Correlation Between AIM Industrial and CENTRAL RETAIL
Can any of the company-specific risk be diversified away by investing in both AIM Industrial and CENTRAL RETAIL at the same time? Although using a correlation coefficient on its own may not help to predict future stock returns, this module helps to understand the diversifiable risk of combining AIM Industrial and CENTRAL RETAIL into the same portfolio, which is an essential part of the fundamental portfolio management process.
By analyzing existing cross correlation between AIM Industrial Growth and CENTRAL RETAIL P, you can compare the effects of market volatilities on AIM Industrial and CENTRAL RETAIL and check how they will diversify away market risk if combined in the same portfolio for a given time horizon. You can also utilize pair trading strategies of matching a long position in AIM Industrial with a short position of CENTRAL RETAIL. Check out your portfolio center. Please also check ongoing floating volatility patterns of AIM Industrial and CENTRAL RETAIL.

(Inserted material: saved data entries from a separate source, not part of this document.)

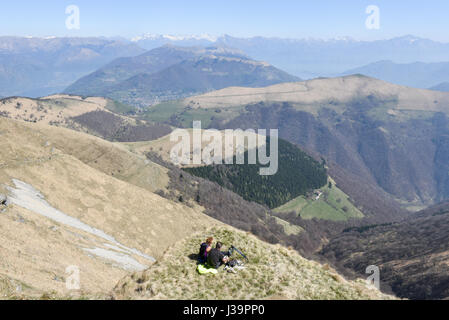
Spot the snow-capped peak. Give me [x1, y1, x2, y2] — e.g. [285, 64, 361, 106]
[131, 33, 218, 42]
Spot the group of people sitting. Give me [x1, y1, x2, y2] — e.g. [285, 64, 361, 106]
[197, 237, 242, 273]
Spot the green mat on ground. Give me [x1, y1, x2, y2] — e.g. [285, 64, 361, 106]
[197, 264, 218, 275]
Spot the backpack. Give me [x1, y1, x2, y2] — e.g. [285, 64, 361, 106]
[198, 243, 209, 263]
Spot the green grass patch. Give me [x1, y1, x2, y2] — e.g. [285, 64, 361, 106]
[105, 100, 136, 115]
[274, 179, 364, 221]
[141, 101, 243, 128]
[142, 101, 186, 123]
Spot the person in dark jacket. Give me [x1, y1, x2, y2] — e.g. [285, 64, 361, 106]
[198, 237, 213, 264]
[207, 242, 230, 269]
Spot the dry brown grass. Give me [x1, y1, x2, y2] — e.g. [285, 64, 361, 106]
[122, 129, 266, 168]
[0, 95, 110, 125]
[113, 227, 395, 300]
[182, 75, 449, 115]
[0, 117, 220, 298]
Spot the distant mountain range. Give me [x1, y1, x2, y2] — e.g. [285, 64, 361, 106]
[430, 82, 449, 92]
[0, 37, 145, 97]
[3, 35, 449, 98]
[342, 60, 449, 89]
[131, 33, 218, 49]
[4, 34, 449, 98]
[64, 45, 300, 107]
[131, 34, 449, 79]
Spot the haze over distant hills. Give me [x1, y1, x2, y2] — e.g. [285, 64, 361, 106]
[2, 35, 449, 99]
[132, 34, 449, 79]
[0, 37, 145, 98]
[342, 60, 449, 89]
[430, 82, 449, 92]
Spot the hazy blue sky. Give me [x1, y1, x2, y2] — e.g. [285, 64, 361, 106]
[1, 0, 448, 41]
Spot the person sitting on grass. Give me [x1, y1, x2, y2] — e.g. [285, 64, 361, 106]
[198, 237, 213, 264]
[207, 242, 230, 269]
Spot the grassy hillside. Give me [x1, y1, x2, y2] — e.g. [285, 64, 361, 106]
[275, 178, 364, 221]
[0, 117, 218, 298]
[184, 138, 328, 209]
[142, 75, 449, 127]
[113, 227, 394, 300]
[0, 95, 109, 125]
[0, 116, 394, 300]
[142, 100, 245, 128]
[180, 75, 449, 113]
[0, 95, 172, 142]
[122, 128, 266, 164]
[13, 117, 170, 193]
[105, 99, 137, 115]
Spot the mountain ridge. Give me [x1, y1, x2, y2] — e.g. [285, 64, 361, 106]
[342, 60, 449, 89]
[132, 34, 449, 78]
[0, 37, 145, 98]
[64, 45, 300, 107]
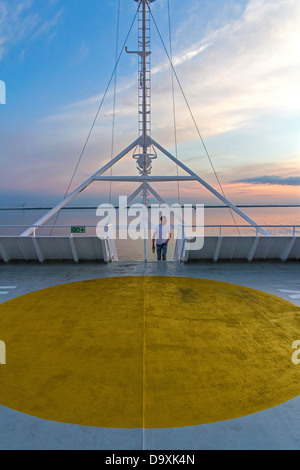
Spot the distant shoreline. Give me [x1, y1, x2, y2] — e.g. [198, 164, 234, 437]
[0, 205, 299, 211]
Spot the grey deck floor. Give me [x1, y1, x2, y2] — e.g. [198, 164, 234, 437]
[0, 260, 299, 450]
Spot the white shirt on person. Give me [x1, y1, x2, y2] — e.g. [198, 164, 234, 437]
[153, 223, 171, 245]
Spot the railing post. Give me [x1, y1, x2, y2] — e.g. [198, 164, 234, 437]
[144, 223, 147, 262]
[180, 239, 186, 262]
[180, 223, 186, 262]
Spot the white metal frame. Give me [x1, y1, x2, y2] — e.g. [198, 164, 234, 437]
[19, 0, 271, 240]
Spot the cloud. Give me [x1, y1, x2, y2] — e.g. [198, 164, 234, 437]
[0, 0, 62, 60]
[42, 0, 300, 148]
[233, 176, 300, 186]
[2, 0, 299, 206]
[30, 8, 63, 41]
[150, 0, 300, 138]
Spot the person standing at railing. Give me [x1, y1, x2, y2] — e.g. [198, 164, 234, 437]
[152, 216, 171, 260]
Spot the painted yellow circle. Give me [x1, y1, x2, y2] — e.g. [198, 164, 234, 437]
[0, 276, 300, 429]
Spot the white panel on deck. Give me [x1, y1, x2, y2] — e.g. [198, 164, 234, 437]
[17, 237, 39, 260]
[182, 236, 300, 263]
[289, 238, 300, 260]
[252, 237, 275, 260]
[0, 237, 34, 262]
[267, 237, 293, 260]
[0, 237, 111, 263]
[188, 237, 218, 260]
[72, 237, 104, 261]
[218, 237, 240, 260]
[231, 237, 255, 259]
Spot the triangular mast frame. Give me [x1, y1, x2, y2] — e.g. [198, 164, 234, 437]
[20, 0, 270, 238]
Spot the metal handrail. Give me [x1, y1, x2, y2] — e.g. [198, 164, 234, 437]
[0, 224, 299, 228]
[0, 224, 299, 263]
[1, 224, 300, 237]
[0, 224, 299, 240]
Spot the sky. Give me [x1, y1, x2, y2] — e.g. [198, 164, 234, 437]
[0, 0, 299, 208]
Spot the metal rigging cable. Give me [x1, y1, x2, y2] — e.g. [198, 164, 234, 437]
[167, 0, 181, 206]
[149, 5, 241, 234]
[50, 3, 141, 234]
[109, 0, 121, 205]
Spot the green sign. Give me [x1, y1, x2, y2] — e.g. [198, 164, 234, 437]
[71, 226, 86, 234]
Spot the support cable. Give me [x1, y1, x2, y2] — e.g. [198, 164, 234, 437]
[50, 4, 140, 234]
[167, 0, 181, 206]
[109, 0, 121, 205]
[149, 6, 241, 234]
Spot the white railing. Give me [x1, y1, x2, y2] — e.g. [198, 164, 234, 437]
[0, 224, 299, 233]
[0, 224, 299, 263]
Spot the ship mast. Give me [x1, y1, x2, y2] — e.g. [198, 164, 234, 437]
[139, 0, 151, 148]
[20, 0, 271, 239]
[127, 0, 156, 207]
[139, 0, 152, 207]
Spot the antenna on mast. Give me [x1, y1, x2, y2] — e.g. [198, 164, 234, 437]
[126, 0, 157, 206]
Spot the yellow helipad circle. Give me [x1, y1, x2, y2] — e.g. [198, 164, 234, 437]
[0, 276, 299, 428]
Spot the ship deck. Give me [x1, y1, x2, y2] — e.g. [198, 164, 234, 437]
[0, 260, 299, 450]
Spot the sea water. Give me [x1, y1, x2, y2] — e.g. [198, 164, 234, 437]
[0, 206, 299, 261]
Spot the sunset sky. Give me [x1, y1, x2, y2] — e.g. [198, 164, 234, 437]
[0, 0, 299, 208]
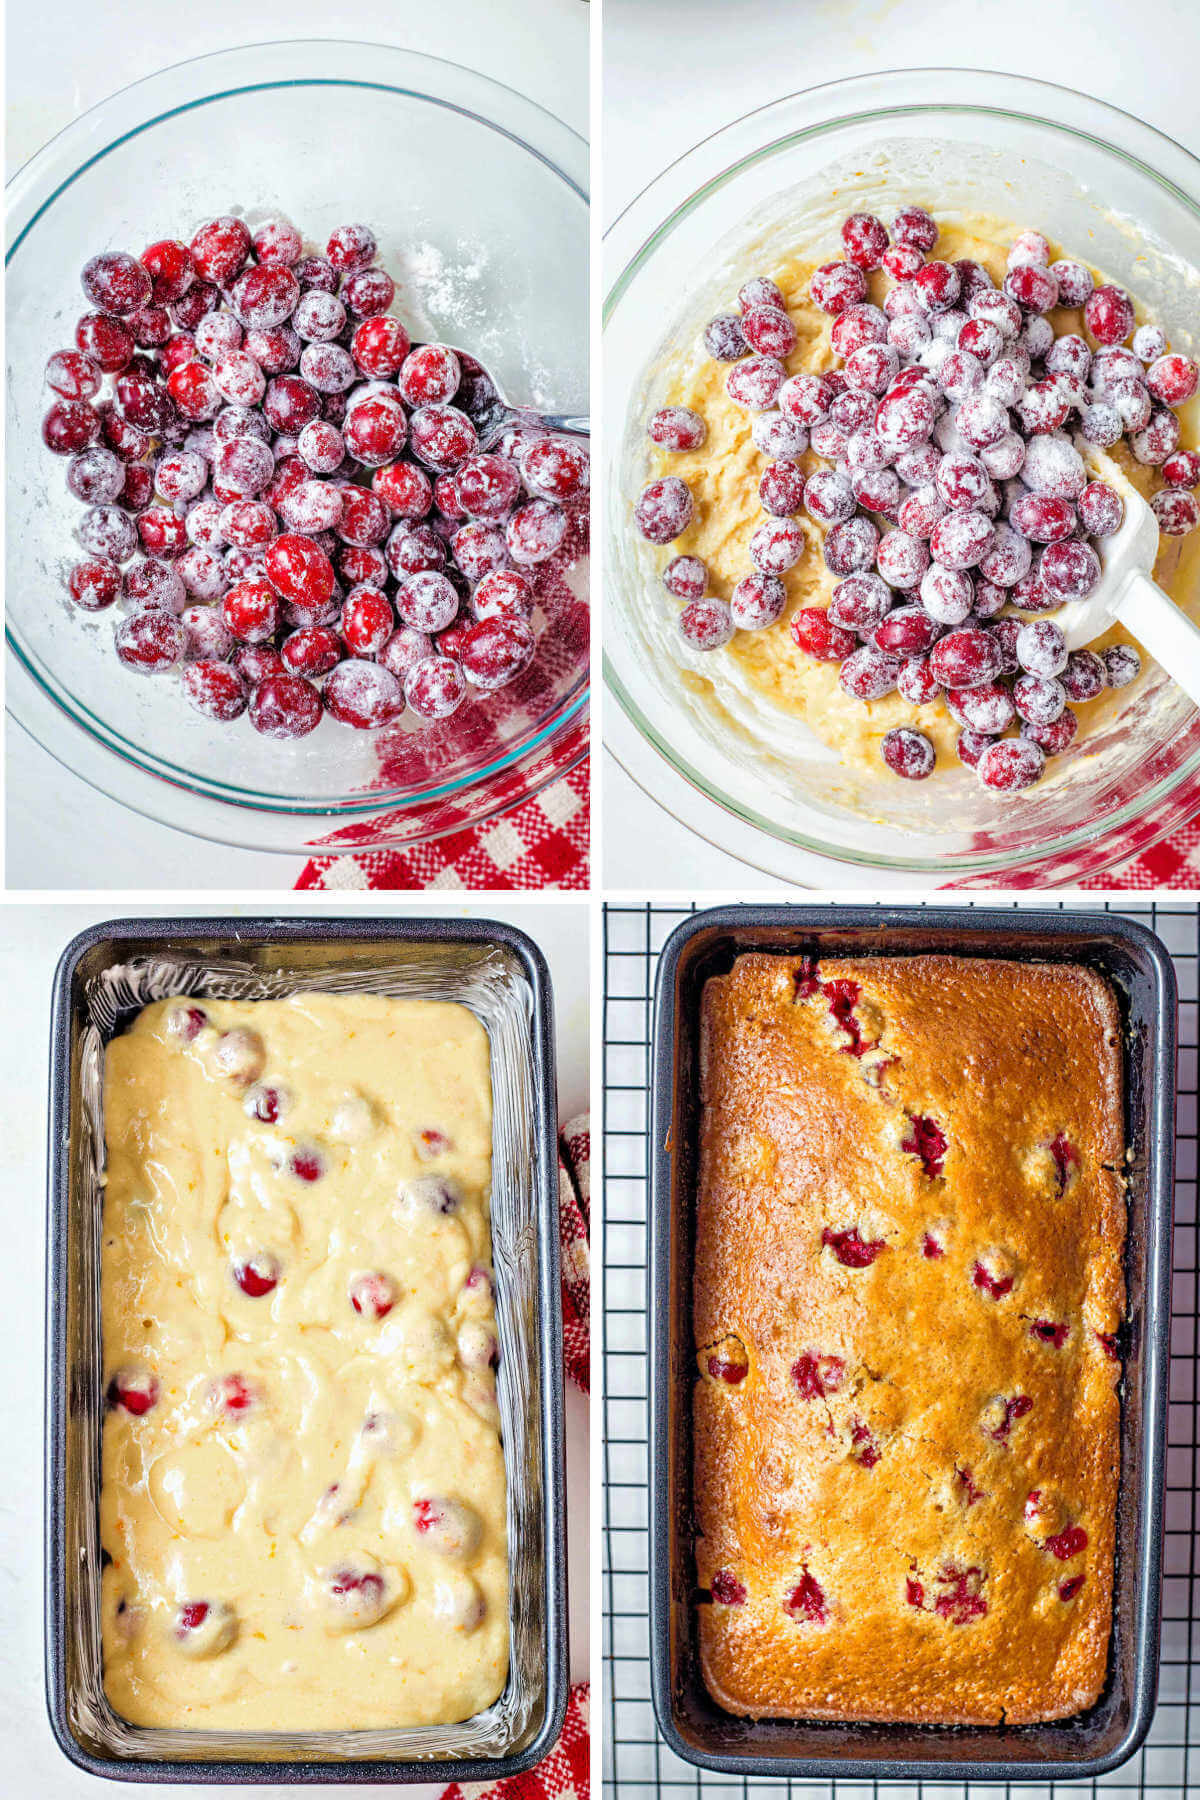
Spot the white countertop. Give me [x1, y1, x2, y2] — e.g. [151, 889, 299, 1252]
[601, 0, 1200, 889]
[5, 0, 588, 891]
[0, 899, 589, 1796]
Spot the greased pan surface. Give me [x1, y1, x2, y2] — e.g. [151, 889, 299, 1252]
[648, 905, 1174, 1782]
[47, 916, 567, 1784]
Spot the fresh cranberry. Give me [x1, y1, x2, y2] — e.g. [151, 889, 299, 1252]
[372, 461, 433, 521]
[1153, 489, 1200, 536]
[81, 251, 152, 316]
[233, 644, 285, 685]
[248, 672, 323, 738]
[1132, 407, 1182, 466]
[66, 558, 120, 611]
[1164, 449, 1200, 491]
[404, 654, 467, 718]
[635, 477, 693, 544]
[115, 608, 185, 672]
[875, 382, 937, 449]
[823, 516, 879, 577]
[790, 607, 857, 661]
[880, 726, 934, 779]
[839, 644, 901, 701]
[326, 223, 376, 272]
[221, 578, 278, 643]
[810, 260, 867, 316]
[277, 626, 339, 677]
[350, 316, 412, 378]
[320, 660, 403, 728]
[265, 533, 335, 609]
[190, 217, 251, 286]
[892, 206, 938, 252]
[1084, 284, 1136, 346]
[1041, 540, 1102, 599]
[915, 260, 961, 313]
[231, 263, 299, 329]
[234, 1252, 280, 1297]
[977, 737, 1045, 791]
[75, 310, 135, 372]
[457, 616, 535, 690]
[842, 212, 890, 269]
[337, 265, 393, 315]
[43, 400, 99, 454]
[181, 660, 247, 721]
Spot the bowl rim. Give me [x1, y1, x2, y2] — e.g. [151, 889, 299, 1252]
[602, 66, 1200, 879]
[7, 38, 589, 841]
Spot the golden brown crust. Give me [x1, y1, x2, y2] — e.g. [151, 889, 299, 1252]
[694, 953, 1126, 1725]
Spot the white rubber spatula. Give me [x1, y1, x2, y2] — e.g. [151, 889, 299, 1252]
[1056, 440, 1200, 705]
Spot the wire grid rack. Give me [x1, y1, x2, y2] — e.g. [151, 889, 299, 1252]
[602, 899, 1200, 1800]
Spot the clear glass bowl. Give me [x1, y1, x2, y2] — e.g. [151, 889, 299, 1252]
[604, 69, 1200, 883]
[8, 40, 589, 857]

Diversification Opportunities for AIM Industrial and CENTRAL RETAIL
-0.16 | Correlation Coefficient |
Good diversification
The 3 months correlation between AIM and CENTRAL is -0.16. Overlapping area represents the amount of risk that can be diversified away by holding AIM Industrial Growth and CENTRAL RETAIL P in the same portfolio, assuming nothing else is changed. The correlation between historical prices or returns on CENTRAL RETAIL P and AIM Industrial is a relative statistical measure of the degree to which these equity instruments tend to move together. The correlation coefficient measures the extent to which returns on AIM Industrial Growth are associated (or correlated) with CENTRAL RETAIL. Values of the correlation coefficient range from -1 to +1, where. The correlation of zero (0) is possible when the price movement of CENTRAL RETAIL P has no effect on the direction of AIM Industrial i.e., AIM Industrial and CENTRAL RETAIL go up and down completely randomly.
Pair Corralation between AIM Industrial and CENTRAL RETAIL
Assuming the 90 days trading horizon AIM Industrial Growth is expected to generate 0.16 times more return on investment than CENTRAL RETAIL. However, AIM Industrial Growth is 6.2 times less risky than CENTRAL RETAIL. It trades about 0.03 of its potential returns per unit of risk. CENTRAL RETAIL P is currently generating about -0.13 per unit of risk. If you would invest 1,039 in AIM Industrial Growth on December 30, 2024 and sell it today you would earn a total of 11.00 from holding AIM Industrial Growth or generate 1.06% return on investment over 90 days.
Time Period | 3 Months [change] |
Direction | Moves Against |
Strength | Insignificant |
Accuracy | 100.0% |
Values | Daily Returns |
AIM Industrial Growth vs. CENTRAL RETAIL P
Performance |
Timeline |
AIM Industrial Growth |
CENTRAL RETAIL P |
AIM Industrial and CENTRAL RETAIL Volatility Contrast
Predicted Return Density |
Returns |
Pair Trading with AIM Industrial and CENTRAL RETAIL
The main advantage of trading using opposite AIM Industrial and CENTRAL RETAIL positions is that it hedges away some unsystematic risk. Because of two separate transactions, even if AIM Industrial position performs unexpectedly, CENTRAL RETAIL can make up some of the losses. Pair trading also minimizes risk from directional movements in the market. For example, if an entire industry or sector drops because of unexpected headlines, the short position in CENTRAL RETAIL will offset losses from the drop in CENTRAL RETAIL's long position.AIM Industrial vs. Amata Summit Growth | AIM Industrial vs. WHA Premium Growth | AIM Industrial vs. Digital Telecommunications Infrastructure | AIM Industrial vs. Quality Houses Property |
CENTRAL RETAIL vs. PMC LABEL MATERIALS | CENTRAL RETAIL vs. Siamgas and Petrochemicals | CENTRAL RETAIL vs. Vintcom Technology PCL | CENTRAL RETAIL vs. Siam Technic Concrete |
Check out your portfolio center.Note that this page's information should be used as a complementary analysis to find the right mix of equity instruments to add to your existing portfolios or create a brand new portfolio. You can also try the Idea Analyzer module to analyze all characteristics, volatility and risk-adjusted return of Macroaxis ideas.